Newport, directly across the Ohio River from Cincinnati, was nationally known as a “Sin City” during this period.
Swietek described Newport then as a “forerunner” of what Las Vegas would become.
“It was basically a mob-run city,” Swietek said. “It was the gambling capital of the southeast.”
Other focuses of the book include the kidnapping of a prominent banker and his daughter in Lewisburg, the murder of a Lexington co-ed and the still-unsolved killing of Kentucky State Trooper William Barrett. Moonshiners, vehicle thefts and bombings all receive attention as well.
“It was just a cornucopia of crime and corruption and murder that people still talk about today,” Swietek said.
“When The Bluegrass Ran Red” is out now, available at Barnes and Noble locations across the state and online wherever books are sold.
In Bowling Green, the book is also available at the L&N Depot gift shop and Corvette Museum gift shop.
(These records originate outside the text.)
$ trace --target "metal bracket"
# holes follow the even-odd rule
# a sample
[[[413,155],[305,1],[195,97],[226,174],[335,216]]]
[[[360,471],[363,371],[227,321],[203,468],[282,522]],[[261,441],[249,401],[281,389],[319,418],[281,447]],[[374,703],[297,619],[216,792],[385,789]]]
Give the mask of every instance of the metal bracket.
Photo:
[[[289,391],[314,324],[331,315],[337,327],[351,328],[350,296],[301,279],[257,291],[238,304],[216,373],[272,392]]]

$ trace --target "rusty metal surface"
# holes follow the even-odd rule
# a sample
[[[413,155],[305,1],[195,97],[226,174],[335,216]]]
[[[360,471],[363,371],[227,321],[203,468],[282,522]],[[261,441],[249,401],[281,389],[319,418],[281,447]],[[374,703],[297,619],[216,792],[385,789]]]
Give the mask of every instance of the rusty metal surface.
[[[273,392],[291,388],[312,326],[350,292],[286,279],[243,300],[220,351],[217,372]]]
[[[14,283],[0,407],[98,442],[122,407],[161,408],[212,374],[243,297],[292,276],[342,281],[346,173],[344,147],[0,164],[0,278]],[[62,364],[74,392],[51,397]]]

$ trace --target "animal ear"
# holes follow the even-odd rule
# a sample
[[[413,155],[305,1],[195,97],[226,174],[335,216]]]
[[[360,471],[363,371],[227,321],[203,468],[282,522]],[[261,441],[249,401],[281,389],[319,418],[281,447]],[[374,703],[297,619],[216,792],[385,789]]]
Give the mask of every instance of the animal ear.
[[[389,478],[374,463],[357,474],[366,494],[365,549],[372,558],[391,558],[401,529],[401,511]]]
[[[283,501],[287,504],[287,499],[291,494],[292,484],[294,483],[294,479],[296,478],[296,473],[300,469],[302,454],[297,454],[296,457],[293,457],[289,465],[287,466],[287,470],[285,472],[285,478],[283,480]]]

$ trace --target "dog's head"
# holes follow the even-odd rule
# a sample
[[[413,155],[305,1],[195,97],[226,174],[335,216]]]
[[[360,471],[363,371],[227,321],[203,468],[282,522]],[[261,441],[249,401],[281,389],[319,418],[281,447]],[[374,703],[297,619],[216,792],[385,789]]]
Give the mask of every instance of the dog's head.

Swietek will lead a presentation about the book at the Capitol in downtown Bowling Green at 6 p.m. on March 17, where he will be discussing the book, signing copies and answering questions from the audience.
The event is free to attend and 100 copies of “When The Bluegrass Ran Red” will be given away.
Swietek said he hopes the book introduces new knowledge to lovers of history and true crime.
“Hopefully, it reveals a lot of things that people don’t realize about that era that they still talk about,” he said. “Some of the stories are stranger than fiction.”